Je m'en vais comme on dit "courir" à cette exposition ! dont j'ignorais bien sûr qu'elle existât. (Merci encore, quel reportage pimpant et surtout "classe") Approfondir me faut, l'attrait sur ma
petite personne de l' "art déco" depuis toujours (j'ai dû vivre en 25 une fois au moins, avant): enfin une modernité adorable... Inventivité vive, acide, entre sévérité presque froide et baroque
"exubérant". Tamara Lempika m'a fait de l'œil très tôt. Jacques-Emile Blanche est moins "moderne" mais si brillant et j'aurais aimé qu'il fît - aussi ! - MON portrait... auprès de ceux de Proust et
de Cocteau, et Stravinsky, avec canne et chapeau. Je ne parle pas de la Bugatti qui doit être la vôtre - placée idéalement qu'elle est dans le décor pour la photo ? A ce propos vous jouez bien sûr
des charmes de l'installation (que vous commentez utilement - complémentairement, précisément) pour en sortir des rutilances discrètes, comme dédaigneuses, de créativité perso photographique où
l'on a du mal qqfois à démêler votre talent particulier de celui des concepteurs de l'expo : effets de rehauts de couleurs sur les fonds noir-et-blanc, vieux-mauve... ambiguïté luxueuse du réel en
trois dimensions devant l'aplatissement photo du fond pour l'atelier de Lampika... Mais les habiles, charmantes échelles diverses que vous échelonnez pour mettre en valeur et en évidence les
éléments pluriels et miniatures des collections ravissantes de bouchons de radiateur (j'en veux un ! - pour ma vieille Smart), ou ce jouet de rêve du vert-de-libellule biplan ! - cela, c'est votre
fait de virtuose, habituel et toujours renouvelé. Et donc encore bravo...

lesdiagonalesdutemps 06/01/2014 16:00



Malheureusement je n'ai pas de Bugatti mais j'ai eu tout de même la chance de faire un Paris La Châtre dans celle d'un ami de mon père, cela devait être en 1970. J'espère que vous n'avez pas
manqué la très belle exposition Jacques-Emile Blanche (très curieux personnage dont j'ai vu que l'on rééditait certains de ses textes) à la Fondation Yves Saint Laurent, j'ai fait un billet sur
cette manifestation, c'est trovable en cabotant sur le blog.
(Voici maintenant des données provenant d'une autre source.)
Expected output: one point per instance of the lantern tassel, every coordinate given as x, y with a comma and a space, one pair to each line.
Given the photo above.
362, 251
Sinon il y en a quelques un au musée de Rouen. La scénographie de l'exposition est somptueuse et très inventive mais comme je
l'explique il y a tout un pan de cette exposition totalement inphotographiable en raison de l'éclairage savant des installations. Les bouchons de radiateur sont assez facile à trouver en
particulier à Rétromobile mais il faut être riche. J'avais reculé devant le prix, il y a 25 ans, j'étais beaucoup moins loqueteux qu'aujourd'hui chez un antiquaire du Village suisse.


Ce billet aura une deuxième partie demain ou après demain, idem pour celui de Terry Smith. Ils étaient trop lourds pour être édités en une fois.